Could someone help me with this exercise?
Let $(X_n)$ be a random walk on a network G and let $x$ and $y$ be two vertices in $G$. Let $\mathscr{P}$ be a path from $x$ to $y$ and $\mathscr{P}\text{ '}$ be its reversal (from $y$ to $x$). Show that $$\mathbb{P}_x\big[(X_n;n<\tau_y)=\mathscr{P} \text{ }| \text{ } \tau_y<\tau_x^+ \big] = \mathbb{P}_y\big[(X_n;n<\tau_x)=\mathscr{P} \text{ ' }| \text{ } \tau_x<\tau_y^+ \big],$$
where $\tau_w$ denotes the first time the random walk visits $w$ and $\tau_w^+$ denotes the first time after $0$ that the random walk visits $w$ and $\mathbb{P}_u$ denotes the law of random walk started at $u$.

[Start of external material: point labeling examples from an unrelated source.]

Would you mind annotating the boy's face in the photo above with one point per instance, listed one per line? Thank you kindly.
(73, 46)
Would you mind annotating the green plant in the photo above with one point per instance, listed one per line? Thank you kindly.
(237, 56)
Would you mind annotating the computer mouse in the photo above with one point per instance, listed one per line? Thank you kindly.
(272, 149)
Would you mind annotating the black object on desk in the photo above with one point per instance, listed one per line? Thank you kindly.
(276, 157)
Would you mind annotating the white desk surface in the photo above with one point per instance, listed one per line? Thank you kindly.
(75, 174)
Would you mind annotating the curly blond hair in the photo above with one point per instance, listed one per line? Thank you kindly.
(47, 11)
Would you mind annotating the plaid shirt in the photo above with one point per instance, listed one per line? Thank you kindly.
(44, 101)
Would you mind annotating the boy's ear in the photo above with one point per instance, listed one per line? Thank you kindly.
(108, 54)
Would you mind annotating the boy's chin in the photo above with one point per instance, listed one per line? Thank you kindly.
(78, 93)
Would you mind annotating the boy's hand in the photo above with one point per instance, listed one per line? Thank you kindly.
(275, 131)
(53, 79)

I know that this says that paths between two states that don't return to the starting point and stop at the first visit to the endpoint have the same distribution in both directions of time but how do I show the equality?
Any help would be great!
Let the path $\mathscr P$ consist of vertices $v_0, v_1, \dots, v_k$ with $v_0 = x$ and $v_k = y$.

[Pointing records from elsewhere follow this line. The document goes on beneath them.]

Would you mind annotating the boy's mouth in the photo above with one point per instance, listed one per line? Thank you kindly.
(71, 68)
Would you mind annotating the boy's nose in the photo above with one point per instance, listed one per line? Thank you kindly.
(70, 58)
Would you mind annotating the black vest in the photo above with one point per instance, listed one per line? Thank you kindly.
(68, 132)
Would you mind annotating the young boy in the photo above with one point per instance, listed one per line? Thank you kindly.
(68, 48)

Note that we have: $$\mathbb{P}_x\big[(X_n;n\le \tau_y)=\mathscr{P} \mid \tau_y<\tau_x^+ \big] = \frac{\mathbb{P}_x\big[(X_0,X_1,\dots,X_k)=\mathscr{P}\big]}{\mathbb{P}_x\big[\tau_y<\tau_x^+ \big]}.$$ (By default, the top probability would have an "and $\tau_y < \tau_x^+$" in it, but if we are following the path $\mathscr P$ to the end, we already know that $\tau_y < \tau_x^+$.)

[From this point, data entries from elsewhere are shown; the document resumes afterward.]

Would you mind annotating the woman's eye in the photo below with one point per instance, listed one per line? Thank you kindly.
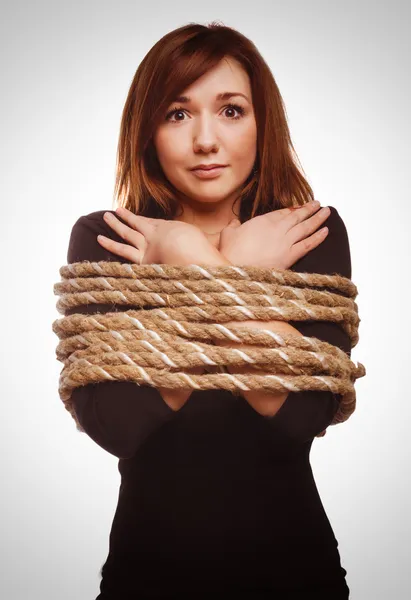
(230, 107)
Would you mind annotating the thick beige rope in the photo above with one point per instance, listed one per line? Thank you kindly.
(178, 312)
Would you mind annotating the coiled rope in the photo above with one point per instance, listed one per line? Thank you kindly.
(177, 314)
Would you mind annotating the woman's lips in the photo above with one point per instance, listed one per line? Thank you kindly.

Moreover, we can compute the probability that we follow $\mathscr P$ exactly: it is $$\prod_{i=0}^{k-1} \frac{1}{\deg v_i} = \deg y \prod_{i=0}^{k} \frac{1}{\deg v_i}.$$ The same logic applies to following the reversal of $\mathscr P$ starting from $y$, so we seek to prove $$\frac{\deg y \prod_{i=0}^{k} \frac{1}{\deg v_i}}{\mathbb{P}_x\big[\tau_y<\tau_x^+ \big]} = \frac{\deg x \prod_{i=0}^{k} \frac{1}{\deg v_i}}{\mathbb{P}_y\big[\tau_x<\tau_y^+ \big]}$$ which is equivalent (after we cancel like terms) to showing that $$\mathbb{P}_x\big[\tau_y<\tau_x^+ \big] \cdot \deg x = \mathbb{P}_y\big[\tau_x<\tau_y^+ \big] \cdot \deg y.$$
We could stop here by appealing to a standard result in the electric networks interpretation of random walks: $\mathbb{P}_x\big[\tau_y<\tau_x^+ \big] \cdot \deg x$ is the effective conductance between $x$ and $y$, and effective conductance is symmetric. But this might be unsatisfying, so let me take a different approach.
Note that in the limiting distribution $\pi$, we have $\pi_x = \frac{\deg x}{2|E|}$. (This is still true for the time-average distribution even if $G$ is bipartite.) So it suffices to show that $\mathbb{P}_x\big[\tau_y<\tau_x^+ \big] \cdot \pi_x = \mathbb{P}_y\big[\tau_x<\tau_y^+ \big] \cdot \pi_y$.
Now imagine the Markov chain with just two states $X$ and $Y$, and transitions as follows:
In this Markov chain, the transition probabilities are precisely $P_{X\to Y} = \mathbb{P}_x\big[\tau_y<\tau_x^+ \big]$ and $P_{Y\to X} = \mathbb{P}_y\big[\tau_x<\tau_y^+ \big]$. It's easy to solve a two-state Markov chain: the limiting distribution is $$\left(\frac{P_{Y \to X}}{P_{X\to Y} + P_{Y \to X}}, \frac{P_{X \to Y}}{P_{X\to Y} + P_{Y \to X}}\right).$$
But it should also be clear that the limiting distribution of this Markov chain corresponds to the limiting distribution of the original random walk on $G$: in fact, the Markov chain is just the random walk with all states other than $x$ and $y$ dropped from it. So the Markov chain should have limiting distribution $$\left(\frac{\pi_x}{\pi_x + \pi_y}, \frac{\pi_y}{\pi_x + \pi_y}\right).$$
Setting these equal, we conclude that $\pi_x P_{X \to Y} = \pi_y P_{Y \to X}$, which is equivalent to the statement we wanted to prove.